Often, we associate the cartoon, “Join or Die,” with the American Revolution, but Franklin produced it twenty years prior to the Revolution.  He published the cartoon in 1757 in response to an earlier war--The French and Indian War.  The American Revolution wouldn’t begin until the early 1770s.

During the French and Indian War, each colony has its own military.  The point of the cartoon was to remind everyone from the individual colonies that, despite all our differences, we needed each other.  Individually, a superpower--like France--combined with a coalition of Native Nations might easily defeat any one colony fighting alone.  

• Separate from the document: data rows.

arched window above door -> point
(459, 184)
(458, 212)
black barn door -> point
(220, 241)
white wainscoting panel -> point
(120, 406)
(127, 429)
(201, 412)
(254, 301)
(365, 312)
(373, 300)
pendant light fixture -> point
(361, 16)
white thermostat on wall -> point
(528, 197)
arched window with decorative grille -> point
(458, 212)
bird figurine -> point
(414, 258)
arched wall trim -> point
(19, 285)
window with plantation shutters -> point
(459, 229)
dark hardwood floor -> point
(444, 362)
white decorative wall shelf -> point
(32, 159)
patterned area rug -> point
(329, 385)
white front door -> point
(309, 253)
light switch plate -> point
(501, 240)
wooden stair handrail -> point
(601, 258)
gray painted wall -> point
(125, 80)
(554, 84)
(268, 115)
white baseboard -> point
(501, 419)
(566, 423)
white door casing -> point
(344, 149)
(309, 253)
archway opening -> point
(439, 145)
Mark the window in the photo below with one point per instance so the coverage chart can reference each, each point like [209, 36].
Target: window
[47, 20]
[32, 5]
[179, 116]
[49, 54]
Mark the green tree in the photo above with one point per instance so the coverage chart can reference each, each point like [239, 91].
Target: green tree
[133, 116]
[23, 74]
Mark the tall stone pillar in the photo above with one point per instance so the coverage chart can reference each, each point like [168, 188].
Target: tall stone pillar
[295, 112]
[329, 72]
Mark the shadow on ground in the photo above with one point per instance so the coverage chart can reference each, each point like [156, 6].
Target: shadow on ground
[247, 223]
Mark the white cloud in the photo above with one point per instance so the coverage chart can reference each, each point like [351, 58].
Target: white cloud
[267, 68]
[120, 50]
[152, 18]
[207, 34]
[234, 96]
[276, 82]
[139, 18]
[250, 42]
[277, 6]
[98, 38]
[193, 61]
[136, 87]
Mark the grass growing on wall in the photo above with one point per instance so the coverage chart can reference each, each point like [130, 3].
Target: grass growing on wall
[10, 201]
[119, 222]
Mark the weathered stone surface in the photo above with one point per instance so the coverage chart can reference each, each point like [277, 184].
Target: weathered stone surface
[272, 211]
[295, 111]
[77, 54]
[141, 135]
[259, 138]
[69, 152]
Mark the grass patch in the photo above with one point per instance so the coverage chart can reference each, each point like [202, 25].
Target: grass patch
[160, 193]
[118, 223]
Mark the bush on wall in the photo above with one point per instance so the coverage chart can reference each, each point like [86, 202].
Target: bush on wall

In fact, the only way that the combination of the French and Indians were finally defeated was when Britain sent troops over to defend the British colonies, who refused--at the time--to adopt Franklin’s plan to come together for mutual defense.  From Early AMerican History, you might remember that George Washington’s first major job was in the French and Indian War.  He led a group of Virginia militia, and the Virginians were soundly defeated.  Trying to stand alone, the Colony of Virginia was not strong enough to fight an European superpower.  

Of course, those living in England resented their taxes being raised to protect far away colonies in America, and those from England lobbied Parliament to tax the colonies for defense.  Eventually, this taxation of the British American Colonies without allowing the colonists representation in Parliament became another stepping stone toward the British Colonies declaring independence and imagining their self as a nation.  

The late colonial period and early Republic were a time of change.  In less than twenty years, France would become the America’s major European allie and the superpower who helped defend the emerging United States, and Britain, who had once defended the disunited colonies against the French, would became the enemy.

3.  The social mobility demonstrated by Franklin was possible and usual only in late colonial America.  You might have noticed that Franklin began his Autobiography by saying his people (his ancestors) were all dyers, that is, craftsmen who produced dye and dyed fabric.  In England and on the Continent, a young man usually entered into the family trade.  In America, things were different, and Franklin goes from being a craftsman--a printer--to being wealthy, to being an inventor, to being a statesman.  

The key insight here is that in late colonial America there was constant demand for workers.  The economy was constantly expanding, so almost any individual could gain relative wealth, that is, if he or she had industry, a certain degree of luck, and was willing to save and work.  Here, you might hear echos of Franklin’s essay, “The Way to Wealth” and from the Autobiography.  Quite literally, Franklin used writing for others and writing about himself to share a new vision of the life of the individual--what we speak about as the American Dream, and this vision was radically different from that practiced for centuries in Europe.  These changes would make many very nervous, and they would look to the stability offered by religion to help them deal with the stress of social change the new world represented.   Others, like Franklin, embraced changes wholeheartedly, and argued even more radical changes were needed to almost every aspect of life, including religion.  Hence, Franklin will argue that the individual could use reason to form a plan to cultivate their own virtue, just as they could cultivate other paths to wealth and happiness.  

This mix of people worried about the pace of change with some wanting to speed it up and others wanting to slow it down was volatile.  Once it was accepted that it was allright for people to read, converse and think for their self, a new tradition began.  People shared reason and followed reasonable “Common Sense.”  Each needed to be convinced that radical social change was good idea, and the literature of late colonial period is one of arguments from visions of how to restore the social order of the mother country to proposing ever greater change based on reason.